Bunun yanında “neme gerekliliğin” büyük yıkıcı etki yarattığı düzeyleri de vardır; gözle görülür, tehlike arz eder ve daha çok sayıdadır. Bu duruma örnek olacak olaylardan haberdar olup ders çıkarmak için yönümüzü târihe çevirmeliyiz. Târihte Türkler, bu günlere kadar milletinin bekâsını nasıl sağlamışlar? Seciyemizde bu kavramın yeri var mıydı?[1] Bahsini ettiğimiz nemelâzımcılığın meziyetlerine(!) sâhip olsalardı acaba bunu başarabilirler miydi?

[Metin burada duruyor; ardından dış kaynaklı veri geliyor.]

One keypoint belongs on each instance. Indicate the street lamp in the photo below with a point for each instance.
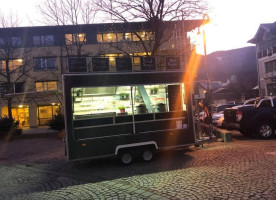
(206, 20)
(205, 55)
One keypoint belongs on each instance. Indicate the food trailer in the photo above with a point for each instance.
(126, 114)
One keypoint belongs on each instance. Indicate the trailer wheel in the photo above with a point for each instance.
(126, 157)
(147, 155)
(266, 130)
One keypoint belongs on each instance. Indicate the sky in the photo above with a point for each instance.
(233, 22)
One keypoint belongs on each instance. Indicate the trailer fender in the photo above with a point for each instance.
(124, 146)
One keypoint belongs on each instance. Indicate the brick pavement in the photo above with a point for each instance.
(243, 169)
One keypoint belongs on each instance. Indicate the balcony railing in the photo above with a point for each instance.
(126, 64)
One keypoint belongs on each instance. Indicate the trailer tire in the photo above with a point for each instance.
(147, 155)
(266, 130)
(126, 157)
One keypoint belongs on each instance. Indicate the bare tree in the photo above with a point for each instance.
(155, 12)
(67, 12)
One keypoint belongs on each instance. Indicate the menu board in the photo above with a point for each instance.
(100, 64)
(147, 63)
(172, 63)
(123, 64)
(175, 99)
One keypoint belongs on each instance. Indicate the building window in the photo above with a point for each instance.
(77, 64)
(46, 85)
(270, 66)
(14, 65)
(109, 37)
(112, 58)
(16, 88)
(43, 40)
(271, 89)
(2, 42)
(136, 58)
(15, 41)
(45, 63)
(75, 38)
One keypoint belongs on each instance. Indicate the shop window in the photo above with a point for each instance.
(121, 37)
(128, 36)
(46, 85)
(75, 38)
(46, 113)
(99, 37)
(15, 41)
(43, 40)
(109, 37)
(45, 63)
(20, 113)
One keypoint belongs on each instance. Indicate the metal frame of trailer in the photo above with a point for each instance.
(89, 137)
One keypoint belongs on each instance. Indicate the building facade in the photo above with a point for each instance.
(33, 60)
(265, 40)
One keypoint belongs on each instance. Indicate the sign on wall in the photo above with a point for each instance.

Uykusu bizden kısa sürmüş olan “Sonsuza Uyanan Taşlar” dan, Kül Tigin Anıtı’nda bunun cevâbını buluyoruz: “Kül Tigin ak atına binip dokuz eri mızrakladı, gerilemedi, anam hatun, üvey analarım, ablalarım, gelinlerim, şah kızlarım, bunca yaşayanlar kul olacaktı, ölü bir yurtta ayak altında yatıp kalacaktınız, Kül Tigin olmasa hepiniz ölecektiniz!” Anlıyoruz ki binlerce yıl öncesinde bile varlık yokluk tehdidi altındaymışız. Peki onlar nasıl çalıştılar? Düşman çevrelerinde ocak gibiydi, onlar içinde ateş, öylece oturdular mı? Türk Bilge Kağan yine aynı anıtın doğu yüzüne kazıttığı cümlelerde Türk çocuğuna sesleniyor: “Babamızın, amcamızın düzene sokmak için uğraştığı milletimizin adı sanı yok olmasın diye Türk milleti için gece uyumadım, gündüz oturmadım. Küçük kardeşim Kül Tigin ile iki beğ olarak öle yite çırpındık. Millet ateşte yanmasın suda boğulmasın diye çırpındım.” Şimdi kendimize şunu soralım; milleti bugünlere kadar yaşatabilmek için gece uyumayıp gündüz oturmayan ataların torunları ne yapmaktadır? Hiç uyandırılmayacağını düşünmenin keyfi içinde derin bir uykudadır…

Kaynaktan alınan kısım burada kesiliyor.